Epistemologi feminis menolak nilai-nilai universalitas,
totalitas, rasionalitas, dan esensialis karena nilai-nilai semacam inilah yang
membuat perempuan terabaikan. Feminis menegaskan melalui konsep pemikirannya
bahwa identitas perempuan bukan sesuatu yang secara otonom dibangun, melainkan
dibentuk secara sosial. Hal ini berkaitan dengan makna dari “sex” dan “gender”
sendiri. Sex merupakan
hal yang bersifat alamiah, pemberian dari Tuhan, dan sulit untuk dirubah.
Sedangkan gender merupakan kontruksi dari masyarakat menyikapi peranan antara
laki-laki dengan perempuan.
Sastra
Feminis di Indonesia
Memasuki periode tahun 2000-an sastra Indonesia diwarnai oleh
jenis sastra yang membicarakan perempuan dengan cara penceritaan yang berani,
apa adanya, dan mendobrak batas-batas tabu sehingga tidak jarang menuai
kontroversi di kalangan masyarakat. Masyarakat memang cenderung sensitif dengan
hal-hal berbau seksualitas yang langsung diidentikkan dengan pornografi
sehingga kemudian muncul sebutan sastra selangkangan karena hanya membicarakan
mengenai seksualitas dan tubuh perempuan dalam karya sastra tersebut.
“Saman” karya Ayu Utami dianggap sebagai awal mula kemunculan
karya-karya bernafaskan feminisme ini, yang kemudian diikuti oleh nama-nama
seperti Djenar Maesa Ayu, Fira Basuki, Dewi Lestari, Helvy Tiana Rosa, dan lain
sebagainya. Tulisan mengenai feminis memang tidak selalu ditulis oleh
perempuan, akan tetapi pada periode 2000-an ini memang dunia sastra feminis
sedang didominasi oleh perempuan yang seakan mewakili suara-suara kesetaraan
kaumnya.
Sejatinya karya-karya sastra yang memberi perhatian mengenai
kesetaraan gender sudah muncul sejak lama.

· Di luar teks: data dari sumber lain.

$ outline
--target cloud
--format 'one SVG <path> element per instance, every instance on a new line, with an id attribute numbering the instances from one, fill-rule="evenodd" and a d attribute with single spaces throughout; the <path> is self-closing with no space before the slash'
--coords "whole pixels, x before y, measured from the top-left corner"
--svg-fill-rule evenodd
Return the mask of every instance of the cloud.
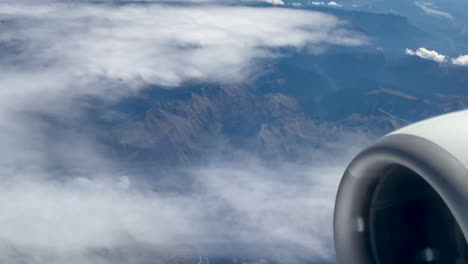
<path id="1" fill-rule="evenodd" d="M 338 3 L 335 2 L 335 1 L 328 2 L 328 5 L 329 5 L 329 6 L 336 6 L 336 7 L 343 6 L 342 4 L 338 4 Z"/>
<path id="2" fill-rule="evenodd" d="M 462 55 L 452 59 L 452 63 L 459 66 L 468 66 L 468 55 Z"/>
<path id="3" fill-rule="evenodd" d="M 284 1 L 282 0 L 264 0 L 264 2 L 273 4 L 273 5 L 284 5 Z"/>
<path id="4" fill-rule="evenodd" d="M 433 60 L 436 62 L 445 62 L 447 61 L 447 57 L 439 54 L 435 50 L 428 50 L 426 48 L 419 48 L 416 51 L 413 51 L 411 49 L 406 49 L 405 54 L 411 55 L 411 56 L 418 56 L 420 58 L 426 59 L 426 60 Z"/>
<path id="5" fill-rule="evenodd" d="M 0 18 L 0 262 L 332 259 L 344 161 L 246 157 L 138 174 L 96 141 L 102 131 L 84 112 L 103 114 L 145 85 L 246 81 L 282 47 L 364 44 L 346 22 L 282 8 L 65 1 L 3 2 Z"/>
<path id="6" fill-rule="evenodd" d="M 236 82 L 256 60 L 277 56 L 272 48 L 365 43 L 336 17 L 300 10 L 159 4 L 3 4 L 0 10 L 9 18 L 0 41 L 20 47 L 17 63 L 27 58 L 33 70 L 46 67 L 70 79 Z"/>
<path id="7" fill-rule="evenodd" d="M 168 257 L 235 256 L 332 262 L 331 219 L 344 163 L 236 162 L 188 169 L 190 181 L 174 180 L 189 186 L 180 187 L 183 192 L 162 184 L 156 192 L 116 171 L 59 180 L 27 171 L 2 177 L 0 260 L 163 263 Z"/>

Misalnya saja RA Kartini yang tidak
banyak dikenal sebagai penulis, padahal tulisan-tulisan beliau sangat
mencerminkan perjuangan terhadap kaum perempuan khususnya perempuan Jawa yang
pada masa itu masih terikat oleh adat istiadat yang berlaku.
Salah satu penulis perempuan lainnya yang juga dikenal sebagai
penulis feminis adalah NH Dini. Pengalaman NH Dini tinggal di beberapa negara,
khususnya negara Eropa yang memiliki tingkat kesadaran yang lebih akan posisi
perempuan, membuat tulisan NH Dini sangat membela kaum perempuan yang mengalami
pelecehan dan ketidakadilan karena sistem kaum patriarki.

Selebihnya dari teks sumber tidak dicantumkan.